Downs, Tim: Plague Maker
FBI agent Nathan Donovan, divorced, angry and self-professedly fearless, is one of four main characters in Tim Downs's Plague Maker who are coping, each quite differently, with the effects of grief. The relationship between Donovan and his ex-wife Macy Monroe, an expert in terrorist psychology and hostage negotiation, was sundered by the death of their four-year-old son, a recent loss. But the two old men we encounter in Downs' story have been living with their grief for some sixty years. The enigmatic Li is an English-educated Chinese man who offers Donovan information pertinent to a recent murder in a TriBeCa loft: the murder scene was noteworthy for the vast numbers of exterminated fleas found on and around the victim. Li believes the crime is related to World War II-era germ warfare experimentation--the Mengele-esque work of Japan's infamous Unit 731--conducted in part by Li's personal nemesis, Sato Matsushita.

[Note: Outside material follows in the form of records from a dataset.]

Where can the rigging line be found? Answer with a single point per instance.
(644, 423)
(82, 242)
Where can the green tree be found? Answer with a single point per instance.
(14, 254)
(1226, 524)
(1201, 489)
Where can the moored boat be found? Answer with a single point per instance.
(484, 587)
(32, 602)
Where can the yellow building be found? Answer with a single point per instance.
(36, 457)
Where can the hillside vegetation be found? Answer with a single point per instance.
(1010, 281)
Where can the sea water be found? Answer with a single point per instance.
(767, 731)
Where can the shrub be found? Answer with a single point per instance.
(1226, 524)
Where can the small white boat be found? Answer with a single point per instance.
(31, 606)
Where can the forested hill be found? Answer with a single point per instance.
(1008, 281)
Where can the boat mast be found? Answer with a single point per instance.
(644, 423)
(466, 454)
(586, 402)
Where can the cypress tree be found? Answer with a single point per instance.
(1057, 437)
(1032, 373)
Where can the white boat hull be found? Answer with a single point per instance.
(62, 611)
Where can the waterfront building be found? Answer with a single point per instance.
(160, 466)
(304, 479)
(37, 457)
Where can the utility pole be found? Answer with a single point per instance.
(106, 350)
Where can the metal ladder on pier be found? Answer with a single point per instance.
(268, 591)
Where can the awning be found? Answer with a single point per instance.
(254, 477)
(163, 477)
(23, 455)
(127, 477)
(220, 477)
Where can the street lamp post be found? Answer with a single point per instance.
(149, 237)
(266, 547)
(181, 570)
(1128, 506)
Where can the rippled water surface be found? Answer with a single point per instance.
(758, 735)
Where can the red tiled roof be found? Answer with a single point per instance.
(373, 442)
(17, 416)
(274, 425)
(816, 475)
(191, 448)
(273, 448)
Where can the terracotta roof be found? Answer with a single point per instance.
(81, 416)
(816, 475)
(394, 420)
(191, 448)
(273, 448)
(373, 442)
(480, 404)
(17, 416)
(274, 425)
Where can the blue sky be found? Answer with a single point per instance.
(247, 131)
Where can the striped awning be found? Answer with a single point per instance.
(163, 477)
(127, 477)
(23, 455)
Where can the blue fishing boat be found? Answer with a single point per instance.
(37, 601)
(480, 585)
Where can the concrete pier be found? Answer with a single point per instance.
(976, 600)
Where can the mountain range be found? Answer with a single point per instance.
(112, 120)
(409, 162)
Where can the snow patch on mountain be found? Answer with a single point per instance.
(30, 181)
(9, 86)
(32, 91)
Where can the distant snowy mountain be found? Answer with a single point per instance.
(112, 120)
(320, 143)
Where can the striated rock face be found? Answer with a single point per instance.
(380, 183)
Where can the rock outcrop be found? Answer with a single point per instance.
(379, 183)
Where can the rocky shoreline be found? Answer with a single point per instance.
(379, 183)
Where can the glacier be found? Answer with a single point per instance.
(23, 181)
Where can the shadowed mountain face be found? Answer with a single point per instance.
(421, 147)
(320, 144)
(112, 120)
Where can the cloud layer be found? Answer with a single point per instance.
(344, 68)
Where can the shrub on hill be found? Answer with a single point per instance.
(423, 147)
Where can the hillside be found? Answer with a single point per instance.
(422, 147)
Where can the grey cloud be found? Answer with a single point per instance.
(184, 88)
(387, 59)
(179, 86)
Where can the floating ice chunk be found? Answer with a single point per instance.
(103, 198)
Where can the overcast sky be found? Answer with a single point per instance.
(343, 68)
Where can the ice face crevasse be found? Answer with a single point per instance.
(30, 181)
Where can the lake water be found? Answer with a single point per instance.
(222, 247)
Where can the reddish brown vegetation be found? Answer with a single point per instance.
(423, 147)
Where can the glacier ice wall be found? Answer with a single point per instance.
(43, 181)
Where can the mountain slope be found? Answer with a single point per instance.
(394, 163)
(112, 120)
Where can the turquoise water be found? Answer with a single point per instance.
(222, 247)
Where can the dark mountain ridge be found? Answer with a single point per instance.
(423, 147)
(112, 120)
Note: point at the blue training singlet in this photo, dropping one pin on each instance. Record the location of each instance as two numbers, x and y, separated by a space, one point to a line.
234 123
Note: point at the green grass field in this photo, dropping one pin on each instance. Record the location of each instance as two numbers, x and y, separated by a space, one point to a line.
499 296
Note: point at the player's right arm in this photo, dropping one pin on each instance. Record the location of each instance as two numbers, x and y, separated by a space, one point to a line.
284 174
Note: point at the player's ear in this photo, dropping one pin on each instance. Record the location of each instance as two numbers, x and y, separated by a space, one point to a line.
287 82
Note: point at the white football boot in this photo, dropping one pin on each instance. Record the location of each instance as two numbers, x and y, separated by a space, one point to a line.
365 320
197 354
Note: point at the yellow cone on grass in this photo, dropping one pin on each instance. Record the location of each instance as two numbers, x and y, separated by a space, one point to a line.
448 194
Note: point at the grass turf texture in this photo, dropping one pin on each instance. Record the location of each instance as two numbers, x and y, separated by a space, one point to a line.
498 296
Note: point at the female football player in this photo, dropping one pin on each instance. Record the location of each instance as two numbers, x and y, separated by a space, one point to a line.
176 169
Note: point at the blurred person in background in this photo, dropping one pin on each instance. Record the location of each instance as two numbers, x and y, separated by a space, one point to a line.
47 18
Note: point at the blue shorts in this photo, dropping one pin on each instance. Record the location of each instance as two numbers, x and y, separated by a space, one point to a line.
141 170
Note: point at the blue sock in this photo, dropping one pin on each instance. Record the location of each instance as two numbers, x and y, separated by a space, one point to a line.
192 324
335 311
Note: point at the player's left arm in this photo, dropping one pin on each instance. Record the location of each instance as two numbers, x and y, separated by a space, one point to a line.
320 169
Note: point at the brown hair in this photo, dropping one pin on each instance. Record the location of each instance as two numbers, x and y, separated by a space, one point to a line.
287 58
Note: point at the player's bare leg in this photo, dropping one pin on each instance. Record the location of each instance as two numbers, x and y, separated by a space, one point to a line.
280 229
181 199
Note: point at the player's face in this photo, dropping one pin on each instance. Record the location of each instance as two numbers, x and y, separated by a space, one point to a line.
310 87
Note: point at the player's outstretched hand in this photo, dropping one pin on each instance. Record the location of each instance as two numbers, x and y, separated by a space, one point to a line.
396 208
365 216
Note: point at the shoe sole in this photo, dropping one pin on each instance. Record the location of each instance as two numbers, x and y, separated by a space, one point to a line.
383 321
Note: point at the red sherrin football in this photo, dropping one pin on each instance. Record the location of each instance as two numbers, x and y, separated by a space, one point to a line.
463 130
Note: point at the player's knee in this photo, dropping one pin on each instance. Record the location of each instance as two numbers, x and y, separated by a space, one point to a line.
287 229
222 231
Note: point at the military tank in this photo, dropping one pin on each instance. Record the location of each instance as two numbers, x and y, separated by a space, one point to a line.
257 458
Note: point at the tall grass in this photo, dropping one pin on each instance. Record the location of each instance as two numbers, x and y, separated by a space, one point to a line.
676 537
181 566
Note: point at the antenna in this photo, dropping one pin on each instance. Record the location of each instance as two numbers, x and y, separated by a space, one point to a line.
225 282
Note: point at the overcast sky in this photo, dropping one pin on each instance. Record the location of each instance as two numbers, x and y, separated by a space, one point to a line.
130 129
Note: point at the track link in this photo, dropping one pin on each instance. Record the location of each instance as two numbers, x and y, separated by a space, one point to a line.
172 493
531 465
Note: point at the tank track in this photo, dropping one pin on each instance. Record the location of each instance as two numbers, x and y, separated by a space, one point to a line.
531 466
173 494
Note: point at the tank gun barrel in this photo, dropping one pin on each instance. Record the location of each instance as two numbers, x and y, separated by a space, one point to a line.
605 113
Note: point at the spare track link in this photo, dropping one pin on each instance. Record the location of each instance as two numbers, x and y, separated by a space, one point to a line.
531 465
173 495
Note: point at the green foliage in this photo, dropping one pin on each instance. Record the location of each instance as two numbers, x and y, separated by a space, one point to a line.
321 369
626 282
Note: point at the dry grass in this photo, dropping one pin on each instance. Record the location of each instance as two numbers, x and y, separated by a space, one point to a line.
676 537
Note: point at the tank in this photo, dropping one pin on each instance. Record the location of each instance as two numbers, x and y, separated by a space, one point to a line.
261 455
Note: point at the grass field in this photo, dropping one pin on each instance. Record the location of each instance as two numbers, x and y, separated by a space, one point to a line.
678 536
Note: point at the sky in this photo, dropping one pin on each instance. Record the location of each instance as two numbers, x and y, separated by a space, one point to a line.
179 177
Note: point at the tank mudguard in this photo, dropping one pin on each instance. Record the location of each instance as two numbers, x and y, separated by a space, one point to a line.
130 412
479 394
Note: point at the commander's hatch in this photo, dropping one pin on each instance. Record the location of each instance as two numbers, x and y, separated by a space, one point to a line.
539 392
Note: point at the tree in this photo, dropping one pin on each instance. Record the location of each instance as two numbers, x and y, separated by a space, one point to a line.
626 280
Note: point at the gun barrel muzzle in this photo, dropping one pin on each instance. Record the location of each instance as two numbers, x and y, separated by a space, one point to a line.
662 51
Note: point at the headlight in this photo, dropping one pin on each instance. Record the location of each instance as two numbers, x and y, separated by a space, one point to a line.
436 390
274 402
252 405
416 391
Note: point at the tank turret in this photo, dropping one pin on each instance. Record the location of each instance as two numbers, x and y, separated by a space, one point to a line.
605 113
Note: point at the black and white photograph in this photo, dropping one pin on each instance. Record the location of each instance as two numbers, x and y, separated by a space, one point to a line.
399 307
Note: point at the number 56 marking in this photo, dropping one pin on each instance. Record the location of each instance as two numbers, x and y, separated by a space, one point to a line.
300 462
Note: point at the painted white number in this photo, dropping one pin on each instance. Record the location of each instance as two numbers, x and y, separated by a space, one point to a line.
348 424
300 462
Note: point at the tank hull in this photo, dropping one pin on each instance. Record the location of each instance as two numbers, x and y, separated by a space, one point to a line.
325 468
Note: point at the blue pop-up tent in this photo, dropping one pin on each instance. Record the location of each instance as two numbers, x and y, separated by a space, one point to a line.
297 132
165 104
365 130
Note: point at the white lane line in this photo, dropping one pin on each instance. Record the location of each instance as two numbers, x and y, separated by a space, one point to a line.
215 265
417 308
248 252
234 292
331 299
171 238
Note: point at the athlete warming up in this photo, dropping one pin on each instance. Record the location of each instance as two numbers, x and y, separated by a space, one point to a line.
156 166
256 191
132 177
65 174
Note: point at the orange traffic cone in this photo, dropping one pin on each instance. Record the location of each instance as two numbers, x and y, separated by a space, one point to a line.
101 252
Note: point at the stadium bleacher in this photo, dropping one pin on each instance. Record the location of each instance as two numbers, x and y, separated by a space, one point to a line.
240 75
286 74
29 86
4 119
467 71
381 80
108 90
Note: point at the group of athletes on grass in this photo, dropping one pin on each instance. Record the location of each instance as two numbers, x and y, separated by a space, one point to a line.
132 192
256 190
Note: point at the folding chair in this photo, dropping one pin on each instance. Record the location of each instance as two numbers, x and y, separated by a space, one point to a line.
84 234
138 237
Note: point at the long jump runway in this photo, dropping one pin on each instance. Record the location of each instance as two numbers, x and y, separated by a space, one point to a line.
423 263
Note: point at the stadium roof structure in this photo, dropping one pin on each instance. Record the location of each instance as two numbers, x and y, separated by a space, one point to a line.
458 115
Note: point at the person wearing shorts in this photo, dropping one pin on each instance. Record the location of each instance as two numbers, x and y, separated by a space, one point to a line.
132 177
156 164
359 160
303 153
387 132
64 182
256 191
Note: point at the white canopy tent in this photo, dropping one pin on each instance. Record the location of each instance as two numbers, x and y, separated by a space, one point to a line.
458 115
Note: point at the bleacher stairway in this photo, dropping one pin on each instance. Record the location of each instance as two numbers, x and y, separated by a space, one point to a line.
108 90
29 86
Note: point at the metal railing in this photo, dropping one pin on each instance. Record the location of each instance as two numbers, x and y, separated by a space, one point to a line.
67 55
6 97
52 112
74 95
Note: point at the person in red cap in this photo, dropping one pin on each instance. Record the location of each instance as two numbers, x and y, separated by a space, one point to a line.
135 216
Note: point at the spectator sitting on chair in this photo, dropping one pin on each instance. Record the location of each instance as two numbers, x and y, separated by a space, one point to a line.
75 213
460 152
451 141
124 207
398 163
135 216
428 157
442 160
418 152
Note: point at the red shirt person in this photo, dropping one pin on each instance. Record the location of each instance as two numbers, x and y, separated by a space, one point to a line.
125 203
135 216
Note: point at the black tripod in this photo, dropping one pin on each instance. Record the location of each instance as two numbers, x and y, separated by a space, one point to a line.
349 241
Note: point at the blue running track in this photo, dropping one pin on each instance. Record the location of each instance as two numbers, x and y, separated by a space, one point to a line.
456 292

Downs's story of a post-9/11 terror attack on New York is gripping and all too believable--at least to this average reader who is unfamiliar with the logistical difficulties inherent in breeding fleas and weaponizing the bubonic plague. The book is also studded with engaging dialogue and some superb descriptive passages: "His face was long and drawn, and it widened at the bottom, where great sagging jowls bagged around his neck. It gave him the overall appearance of a melting candle, drooping under its own weight, as if at any moment his face might ooze over his collar and onto the desk." The writing is good, the characters well-developed--though one can argue that Li is too much the quintessential wise man to be quite credible--but mostly Plague Maker a ripping good story that you'll stay up too late to finish.